Beim Migrationsamt sehen wir einen Fotoshop. Wir haben keinerlei Passfotos mehr und entscheiden spontan, ein paar Passbilder für die nächsten Visa machen zu lassen. Das Prozedere ist ein bisschen wie in China: mit einer einfachen Digitalkamera wird vor weißem Hintergrund ein Foto gemacht, bearbeitet und plötzlich sieht man sich im anderen Dress auf den Passbildern wieder: ich habe plötzlich einen schwarzen Anzug und eine weiße Bluse mit weißem Hemd an; Alex einen Anzug mit Krawatte. Das ganze kostet 5€ für 10 Bilder, aber keine Ahnung, ob die den strengen Vorgaben für Visa standhalten.

Da es in Almaty gerade sehr heiß ist (um die 40 Grad), macht das Herumlaufen wenig Spaß. Almaty ist die größte Stadt Kasachstans und liegt im Süden schön am Nordfuß des nördlichsten Gebirgszugs des Tian Shan – Transili-Alatau. Im Norden Almatys fängt die Steppenlandschaft bereits an. Der Kontrast ist verrückt. Die Bergketten sind von der Stadt aus beinahe überall zu sehen. Auf uns wirkt Almaty leider wenig attraktiv; außerdem brauchen wir dringend eine Abkühlung, so verlassen wir Almaty, um mal kurz 35 km in die Berge zum Big Almaty Lake zu fahren. Über eine eng gewundene Straße geht es höher und höher auf 2.500 hm. Die erhoffte Abkühlung bekommen wir, denn jetzt frieren wir bei 15 Grad. Im Regen laufen wir zum See. Leider hält der See nicht, was wir uns erhofft haben:

Das Wasser hat sich zurückgezogen, aber schön liegt er da in den Bergen. Wir haben ein bisschen Pech mit dem Wetter, aber so liegt der See mystisch von Wolken umhüllt im Grünen. Viel machen kann man nicht. Aber um uns herum wuseln ein paar Murmeltiere. Nach ein paar Minuten zu Fuß sind wir klatschnass und ziehen uns zurück.

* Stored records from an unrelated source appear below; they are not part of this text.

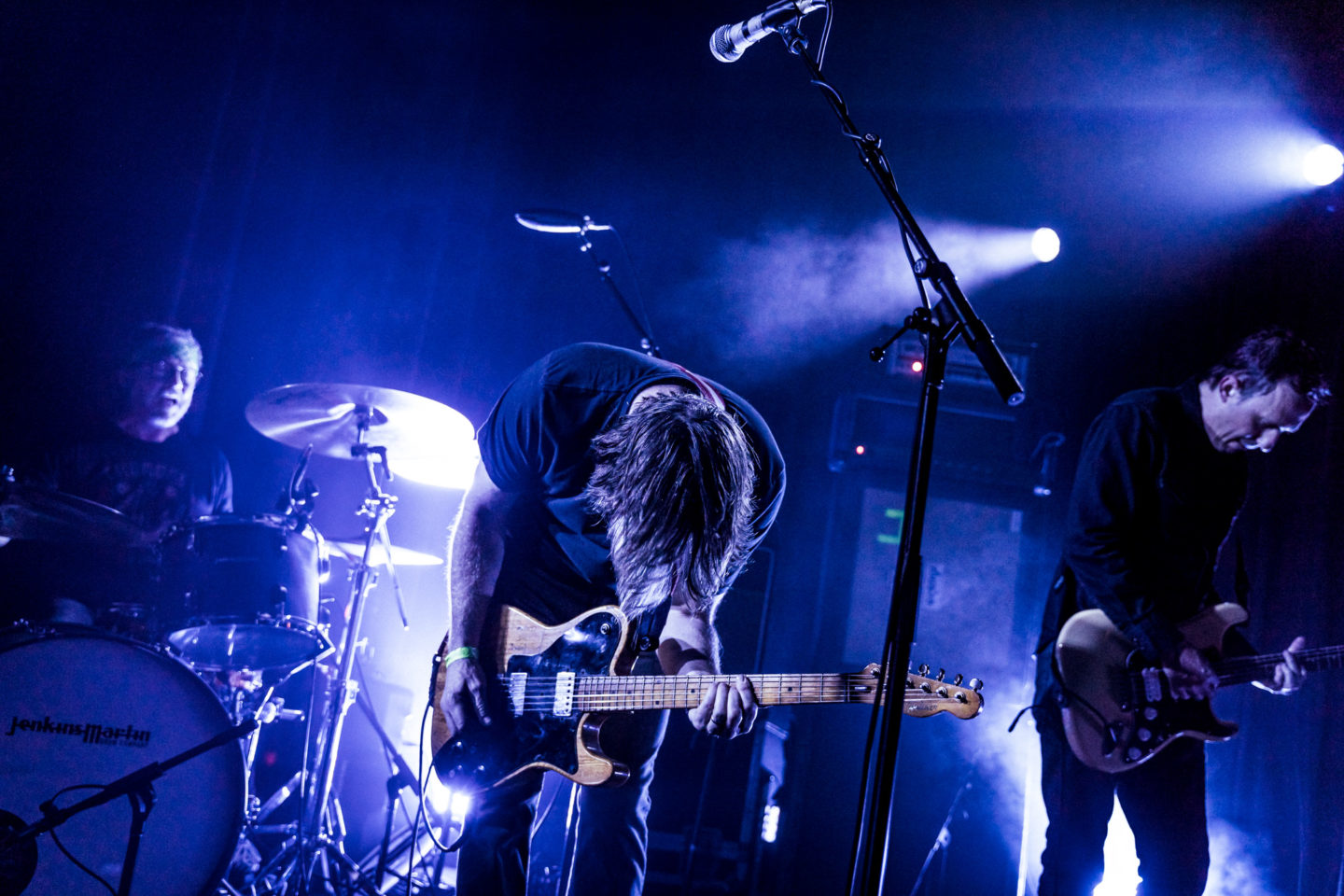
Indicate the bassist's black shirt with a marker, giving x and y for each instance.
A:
(1152, 504)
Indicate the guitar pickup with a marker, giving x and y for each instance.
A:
(564, 703)
(1152, 684)
(516, 692)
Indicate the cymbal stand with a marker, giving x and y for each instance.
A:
(321, 813)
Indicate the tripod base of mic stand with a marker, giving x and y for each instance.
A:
(18, 860)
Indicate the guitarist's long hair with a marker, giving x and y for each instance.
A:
(675, 481)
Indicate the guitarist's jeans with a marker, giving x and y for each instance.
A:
(1163, 801)
(610, 835)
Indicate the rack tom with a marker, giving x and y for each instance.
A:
(242, 593)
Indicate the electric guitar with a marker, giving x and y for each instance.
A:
(1120, 713)
(552, 688)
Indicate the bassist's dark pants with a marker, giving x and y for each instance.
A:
(610, 835)
(1163, 801)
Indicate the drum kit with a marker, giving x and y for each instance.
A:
(97, 712)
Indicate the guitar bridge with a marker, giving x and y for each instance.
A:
(564, 703)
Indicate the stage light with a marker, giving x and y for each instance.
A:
(770, 823)
(1121, 859)
(1044, 245)
(1323, 165)
(446, 804)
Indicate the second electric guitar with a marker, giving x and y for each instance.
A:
(1121, 713)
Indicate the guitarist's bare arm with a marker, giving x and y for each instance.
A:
(475, 558)
(689, 645)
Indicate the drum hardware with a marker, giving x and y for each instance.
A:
(384, 428)
(351, 548)
(427, 438)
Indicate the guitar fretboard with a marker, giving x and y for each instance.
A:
(1261, 668)
(1242, 669)
(616, 693)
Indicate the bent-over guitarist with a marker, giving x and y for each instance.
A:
(607, 477)
(1160, 480)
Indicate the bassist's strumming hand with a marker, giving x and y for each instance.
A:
(1288, 675)
(1191, 678)
(464, 693)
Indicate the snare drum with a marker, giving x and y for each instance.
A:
(81, 708)
(241, 593)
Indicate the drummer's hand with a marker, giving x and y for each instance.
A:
(464, 694)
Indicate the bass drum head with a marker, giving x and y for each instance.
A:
(78, 707)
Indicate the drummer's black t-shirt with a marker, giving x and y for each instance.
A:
(155, 485)
(535, 443)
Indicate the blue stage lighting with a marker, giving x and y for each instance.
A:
(1044, 245)
(1323, 165)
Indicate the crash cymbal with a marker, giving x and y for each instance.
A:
(427, 441)
(39, 513)
(354, 550)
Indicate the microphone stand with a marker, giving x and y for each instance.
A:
(949, 318)
(18, 855)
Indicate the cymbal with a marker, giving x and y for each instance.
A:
(353, 548)
(427, 441)
(38, 513)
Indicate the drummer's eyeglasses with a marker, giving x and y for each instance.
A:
(170, 370)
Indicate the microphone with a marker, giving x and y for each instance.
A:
(550, 220)
(727, 43)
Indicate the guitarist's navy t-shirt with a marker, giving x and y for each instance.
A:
(537, 443)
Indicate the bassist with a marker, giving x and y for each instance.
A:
(1160, 480)
(607, 477)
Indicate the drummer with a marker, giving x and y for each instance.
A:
(134, 459)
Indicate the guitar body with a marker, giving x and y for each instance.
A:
(482, 757)
(550, 688)
(1118, 713)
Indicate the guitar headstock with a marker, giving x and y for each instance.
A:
(926, 696)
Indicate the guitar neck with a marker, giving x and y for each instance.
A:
(610, 693)
(1242, 669)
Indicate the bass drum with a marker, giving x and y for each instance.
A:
(81, 708)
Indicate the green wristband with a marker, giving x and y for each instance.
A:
(461, 653)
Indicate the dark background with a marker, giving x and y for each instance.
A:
(324, 192)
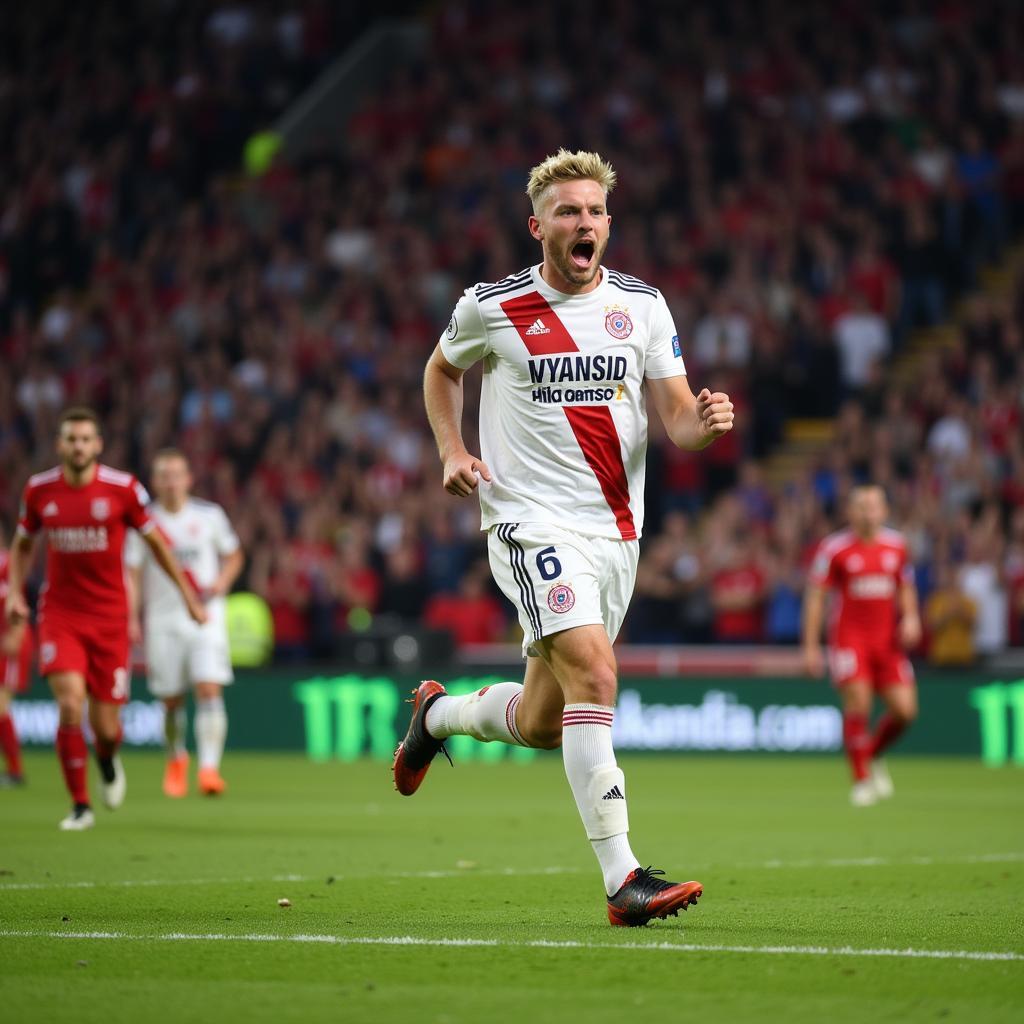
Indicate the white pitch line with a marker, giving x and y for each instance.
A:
(140, 883)
(412, 940)
(977, 858)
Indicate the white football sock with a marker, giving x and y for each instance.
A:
(174, 731)
(211, 731)
(487, 714)
(599, 788)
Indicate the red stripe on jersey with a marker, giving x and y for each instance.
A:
(593, 425)
(595, 430)
(550, 335)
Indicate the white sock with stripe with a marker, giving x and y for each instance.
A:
(487, 714)
(599, 788)
(211, 731)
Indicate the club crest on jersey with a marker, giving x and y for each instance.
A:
(617, 324)
(560, 598)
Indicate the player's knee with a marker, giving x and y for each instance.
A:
(598, 685)
(70, 710)
(546, 737)
(905, 714)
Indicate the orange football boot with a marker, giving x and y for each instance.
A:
(642, 897)
(176, 777)
(418, 749)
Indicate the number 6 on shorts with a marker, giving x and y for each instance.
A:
(548, 564)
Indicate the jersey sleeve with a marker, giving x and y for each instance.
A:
(224, 539)
(465, 341)
(665, 353)
(135, 550)
(906, 566)
(136, 511)
(28, 516)
(822, 573)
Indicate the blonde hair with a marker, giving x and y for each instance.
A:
(565, 166)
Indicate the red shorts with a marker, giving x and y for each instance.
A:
(15, 673)
(882, 667)
(96, 648)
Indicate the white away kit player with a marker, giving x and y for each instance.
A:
(180, 654)
(570, 351)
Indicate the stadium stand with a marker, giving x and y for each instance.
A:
(829, 203)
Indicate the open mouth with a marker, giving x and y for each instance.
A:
(582, 254)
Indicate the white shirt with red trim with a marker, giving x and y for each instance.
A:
(85, 537)
(563, 421)
(200, 536)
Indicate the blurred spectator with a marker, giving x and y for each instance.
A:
(949, 617)
(862, 338)
(802, 218)
(471, 615)
(738, 591)
(980, 580)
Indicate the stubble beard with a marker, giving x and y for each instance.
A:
(572, 273)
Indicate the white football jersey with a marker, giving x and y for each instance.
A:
(563, 423)
(199, 535)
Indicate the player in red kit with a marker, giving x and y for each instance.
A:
(85, 509)
(15, 673)
(872, 623)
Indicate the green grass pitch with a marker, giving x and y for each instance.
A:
(479, 900)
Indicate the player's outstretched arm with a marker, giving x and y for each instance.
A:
(16, 607)
(814, 608)
(168, 563)
(692, 422)
(133, 586)
(442, 396)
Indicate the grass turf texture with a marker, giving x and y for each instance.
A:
(767, 837)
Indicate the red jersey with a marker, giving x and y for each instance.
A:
(866, 577)
(85, 536)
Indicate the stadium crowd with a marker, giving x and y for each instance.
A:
(807, 184)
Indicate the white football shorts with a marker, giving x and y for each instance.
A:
(176, 658)
(558, 579)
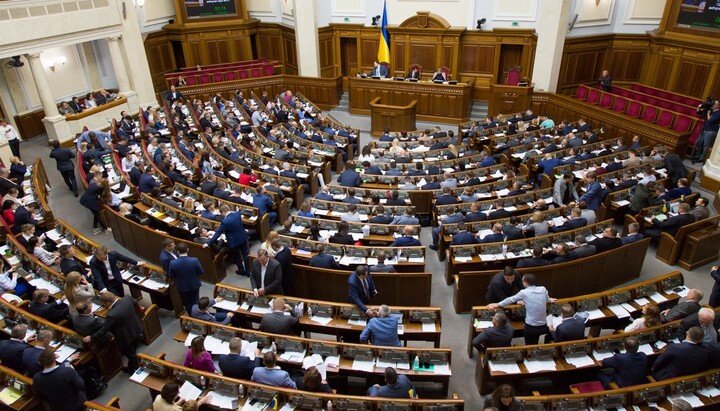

Es geht 250 km weiter zum Moon-Canyon in der Nähe des Charyn Canyon. Das besondere sind die hellen Lehmwände des Canyons links und rechts. Wir bleiben eine Nacht, machen ein Lagerfeuer und genießen die Ruhe.

Es geht gute 100 km nach Süden zum Kaindy Lake. Die Piste zum See ist sehr schmal und teilweise auch sehr steil, eine kleine Herausforderung für den Benz. Wir meistern die Wasserdurchfahrt mit mulmigem Gefühl, aber vor der nächsten Brücke bleiben wir stehen: sie ist nur für PKW und die Wasserdurchfahrt nicht vertrauenswürdig. Ich weigere mich, da durchzufahren, denn das Flussbett sieht sehr sandig aus, für mich zu wenig große Steine. Wir entscheiden hier zu bleiben und mitten im Flussbett auf einer Insel zu parken, am nächsten Tag unternehmen wir eine Wanderung zum Kaindy Lake.

Es handelt sich um einen in 1.867 hm befindlichen Bergsee an der Nordflanke des Kungej-Alataus. Er ist durch einen Erdrutsch, ausgelöst durch ein Erbeben, entstanden. In der Mitte des Sees befinden sich die abgestorbenen Stämme von Tian-Shan-Fichten.

Vom Kaindy Lake geht 100 km zum Charyn Canyon. Er erreicht mit um die 90 km Länge nicht die Größe des Grand Canyons in den USA, aber ist trotzdem ziemlich beeindruckend!

Dann entdecken wir auf maps.me die Singing Dune im Altyn-Emel-Nationalpark. Eine singende Düne? Das klingt so toll, dass wir hin müssen. Also 280 km in einem großen Bogen nach Osten zum Nationalpark im Norden. Vor einem Schlagbaum müssen wir halten: Wo unsere Eintrittskarten seien? Wir sind davon ausgegangen, diese im Nationalpark kaufen zu können, aber nein, wir müssen zurück nach Basshi und Karten kaufen. Zur Singing Dune können wir aber dann trotzdem nicht mehr, es gibt da nämlich Öffnungszeiten. Jedoch gibt es die Möglichkeit vor der Singing Dune in einem Camp zu übernachten. Und das tun wir dann auch. Am nächstem Tag fahren wir die paar km zur Düne, parken auf dem ausgewiesenen Parkplatz (daran sollte man sich halten, wenn man nicht steckenbleiben will) und rauf auf die Düne. Es ist brennend heiß und wir halten es nicht lange aus. Während wir auf der Düne sind, hören wir ein tiefes Brummen, wie von einem alten Bomber. Die Geräusche werden vom Wind erzeugt, aber ob das von der Düne kommt oder von den umliegenden Bergen, wissen wir nicht. Nachdem wir die Spitze erreicht haben, rennen wir im weichen Sand der Düne runter und haben mega Durst.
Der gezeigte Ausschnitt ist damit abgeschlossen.